DNA binding capacity of DLX3WT and DLX3TDO.
EMSA were performed to compare the capacity of DLX3WT and
DLX3TDO to bind DNA. A, recombinant V5DLX3WT
and V5DLX3TDO were produced in E. coli, purified, and
different amounts of protein were analyzed in EMSA using the Dlx3 consensus
probe (GGGGGATAATTGCTGG). The inset on the left-hand
side shows a Western blot analysis of both recombinant proteins using
anti-V5 antibody. B, V5DLX3WT and V5DLX3TDO
were in vitro transcribed/translated (IVTT) from
pet15b-V5DLX3WT and pet15b-V5DLX3TDO (in vitro
transcribed/translated, reticulocyte lysate system) and analyzed by EMSA using
a probe containing a Dlx3 binding site previously identified in the
Runx2 promoter. Empty vector (pet15b, EV) was used as a
control. Excess unlabeled probe were used for self-competition (SC)

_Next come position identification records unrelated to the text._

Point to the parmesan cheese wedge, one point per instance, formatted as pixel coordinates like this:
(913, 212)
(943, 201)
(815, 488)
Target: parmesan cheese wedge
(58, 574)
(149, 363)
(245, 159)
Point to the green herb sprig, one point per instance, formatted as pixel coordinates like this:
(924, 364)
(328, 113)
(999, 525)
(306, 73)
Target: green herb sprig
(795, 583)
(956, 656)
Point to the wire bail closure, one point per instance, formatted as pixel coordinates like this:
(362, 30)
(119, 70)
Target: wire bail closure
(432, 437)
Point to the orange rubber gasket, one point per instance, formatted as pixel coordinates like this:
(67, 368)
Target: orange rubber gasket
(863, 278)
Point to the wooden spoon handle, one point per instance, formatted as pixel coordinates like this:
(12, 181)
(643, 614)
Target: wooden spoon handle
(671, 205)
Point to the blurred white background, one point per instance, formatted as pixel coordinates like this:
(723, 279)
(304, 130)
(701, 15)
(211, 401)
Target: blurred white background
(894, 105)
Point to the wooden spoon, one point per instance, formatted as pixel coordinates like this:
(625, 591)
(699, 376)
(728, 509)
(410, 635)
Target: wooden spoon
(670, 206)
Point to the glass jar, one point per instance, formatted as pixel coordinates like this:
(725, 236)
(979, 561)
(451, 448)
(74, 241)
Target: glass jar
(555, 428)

and anti-V5 antibody was used for supershift assays. Asterisks, free
radiolabeled probe; arrows, protein-DNA complexes;
arrowheads, antibody-protein-DNA complexes. C, Saos2-Tet-Off
cells transfected with pBi-GFP, pBi-V5DLX3WT/GFP,
pBi-V5DLX3TDO/GFP, or
pBi-V5DLX3WT/FlagDLX3TDO were grown with or without
doxycycline for 48 h. Nuclear extracts were harvested and EMSA was performed
using the Dlx3 consensus probe. D, recombinant V5DLX3WT
and V5DLX3TDO were analyzed by EMSA using different probes known to
bind Dlx3: a probe containing the Dlx3 consensus binding site determined by
SELEX (GGGGGATAATTGCTGG), a probe containing the Dlx3 binding site
identified in the osteocalcin (OC) promoter
(GGGCCCCCAATTAGTCCTCCC), and a probe containing the junctional
regulatory element (JRE) present in the promoter of the
glycoprotein hormone α subunit expressed in the placenta. Anti-V5
antibody was used for supershift assays.